The wedding reception was held at Pagani’s, a now long-defunct restaurant whose knives and forks survived until recently in a public house in Great Portland Street, W.1, still the great throbbing heart of the dress trade. Only a few guests were invited. My father lacked the necessary courage to inform Mr Lane that he was depriving the business of its best model girl; and in retrospect the wedding day can be regarded as the beginning of what modern historians refer to as A Time of Troubles. As nothing else could, the ceremony underlined the disparity of interest that separated Mr Lane from my father.

As soon as the cake was cut, my Godfather suggested a workout in the double-sculler.

‘The train isn’t for hours yet,’ he remarked. The honeymoon was to be spent at the Lotti in Paris, where the senior partner thought my father was going in order to buy models from the Autumn collections.

‘There’s plenty of time to get down to Hammersmith. It’s just coming on to high water.’

‘We can take a cab,’ he added, improvising recklessly to suit the occasion. And they did. ‘We had a jolly good blow,’ was how my father described it when he returned to his bachelor chambers at Queen’s Club, long after the departure of the boat train, to find his bride in tears, supported by her best friend, who had herself made the mistake of marrying the best man and could offer little but cold comfort.

In the following ten years my mother devoted herself to raising me; enjoying herself with my father after office hours and getting on with her rowing. She had abundant opportunity to get on with her rowing.

In the evenings on week days in the Summer, when he was not travelling with the Autumn collection, my father used to row in eights; on Sunday mornings he used to scull ten miles. This Sunday morning ritual was a great trial to everyone as he used to return to the house, which he had taken at Hammersmith so as to be near the river, at half past two in the afternoon, roaring for hot roast beef and Yorkshire pudding. Because of the timing we rarely had servants; even in the Twenties only the most feudal-minded domestics would wait until mid-afternoon to serve lunch.

This unseasonable food despatched, he used to order his motor, a modest open Citroen (he had a great dislike for ostentation) to be brought round to the door where the chauffeur loaded it with baskets containing ‘the tea’. Then, together with my mother, who by this time was in a state of nervous prostration, we would set off for Richmond.

Even this short journey of five miles or so was memorable. My father was a back-seat driver in excelsis; at the slightest real or imaginary provocation he used to stand up in the open machine and deliver broadsides of vituperation at any other road user who endeavoured either to pass him or, if a pedestrian, simply to cross the road.
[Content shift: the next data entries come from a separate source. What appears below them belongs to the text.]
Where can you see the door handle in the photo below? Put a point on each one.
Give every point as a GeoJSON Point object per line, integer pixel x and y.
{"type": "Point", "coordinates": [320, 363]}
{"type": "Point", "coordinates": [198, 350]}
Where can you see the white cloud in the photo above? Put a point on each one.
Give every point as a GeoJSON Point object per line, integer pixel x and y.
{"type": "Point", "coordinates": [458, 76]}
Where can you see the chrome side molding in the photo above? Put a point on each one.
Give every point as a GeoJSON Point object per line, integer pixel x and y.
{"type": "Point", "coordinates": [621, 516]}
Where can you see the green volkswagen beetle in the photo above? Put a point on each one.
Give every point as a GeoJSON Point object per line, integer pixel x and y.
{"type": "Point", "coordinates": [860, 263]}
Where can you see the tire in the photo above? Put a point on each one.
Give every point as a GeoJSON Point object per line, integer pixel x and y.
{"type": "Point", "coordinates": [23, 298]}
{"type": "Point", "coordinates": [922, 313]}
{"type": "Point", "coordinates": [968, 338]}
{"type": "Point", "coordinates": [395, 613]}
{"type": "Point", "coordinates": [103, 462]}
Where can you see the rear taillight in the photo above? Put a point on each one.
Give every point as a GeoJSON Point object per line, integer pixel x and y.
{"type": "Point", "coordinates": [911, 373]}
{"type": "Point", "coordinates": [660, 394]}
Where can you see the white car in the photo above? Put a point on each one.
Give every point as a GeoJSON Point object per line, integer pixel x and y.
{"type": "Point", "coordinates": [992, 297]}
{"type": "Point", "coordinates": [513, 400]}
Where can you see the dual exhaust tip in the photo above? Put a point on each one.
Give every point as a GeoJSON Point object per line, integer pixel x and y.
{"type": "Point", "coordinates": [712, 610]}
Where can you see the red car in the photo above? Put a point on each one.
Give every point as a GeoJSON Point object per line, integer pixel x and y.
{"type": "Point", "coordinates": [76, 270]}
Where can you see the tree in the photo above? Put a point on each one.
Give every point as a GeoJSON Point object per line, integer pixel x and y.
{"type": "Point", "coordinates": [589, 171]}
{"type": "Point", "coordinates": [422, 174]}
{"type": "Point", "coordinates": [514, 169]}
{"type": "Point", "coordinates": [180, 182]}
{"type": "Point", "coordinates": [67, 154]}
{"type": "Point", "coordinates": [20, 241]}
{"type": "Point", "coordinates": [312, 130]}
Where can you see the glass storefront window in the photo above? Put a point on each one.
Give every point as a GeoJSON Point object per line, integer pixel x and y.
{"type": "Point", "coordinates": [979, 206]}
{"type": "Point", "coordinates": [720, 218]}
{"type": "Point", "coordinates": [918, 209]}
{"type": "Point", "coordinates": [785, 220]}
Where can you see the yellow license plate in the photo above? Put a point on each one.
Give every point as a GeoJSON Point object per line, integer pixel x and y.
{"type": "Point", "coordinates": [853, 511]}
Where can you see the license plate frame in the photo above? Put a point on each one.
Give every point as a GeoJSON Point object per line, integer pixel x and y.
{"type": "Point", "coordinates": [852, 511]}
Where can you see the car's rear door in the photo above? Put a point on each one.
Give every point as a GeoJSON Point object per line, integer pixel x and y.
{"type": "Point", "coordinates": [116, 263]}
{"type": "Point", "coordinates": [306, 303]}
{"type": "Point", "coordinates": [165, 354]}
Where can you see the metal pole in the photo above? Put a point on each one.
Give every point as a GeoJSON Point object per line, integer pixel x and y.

He himself had driven only on one memorable occasion. On that afternoon, returning from what he always referred to in retrospect as ‘my trial spin’ he had placed his foot inadvertently on the accelerator instead of the brake when about to enter the garage and had destroyed the façade.

In the Twenties Richmond still preserved some of the idyllic atmosphere of an earlier, more leisured age, and on a warm summer afternoon the Thames flowing quietly at the foot of the hill had something of the quality of a painting by Claude Lorraine, an illusion that was heightened by the misty blueness of the shadows among the trees and the grotto-like entrances to the boathouses of the mansions whose gardens ran down to the river, which were overgrown with vegetation, dim, mysterious and cool.

My father’s private boat was exactly what you would have expected him to own if he hadn’t been in the wholesale business. It was a really big double-sculling skiff built of mahogany and beautifully maintained. In 1926, when I first remember it, it was already fifty years old and I was still using it in 1959 when an unusually oafish, so-called waterman broke its back putting it in the water; by which time it was over eighty years old. Now for the first time in memory our family is without a river boat.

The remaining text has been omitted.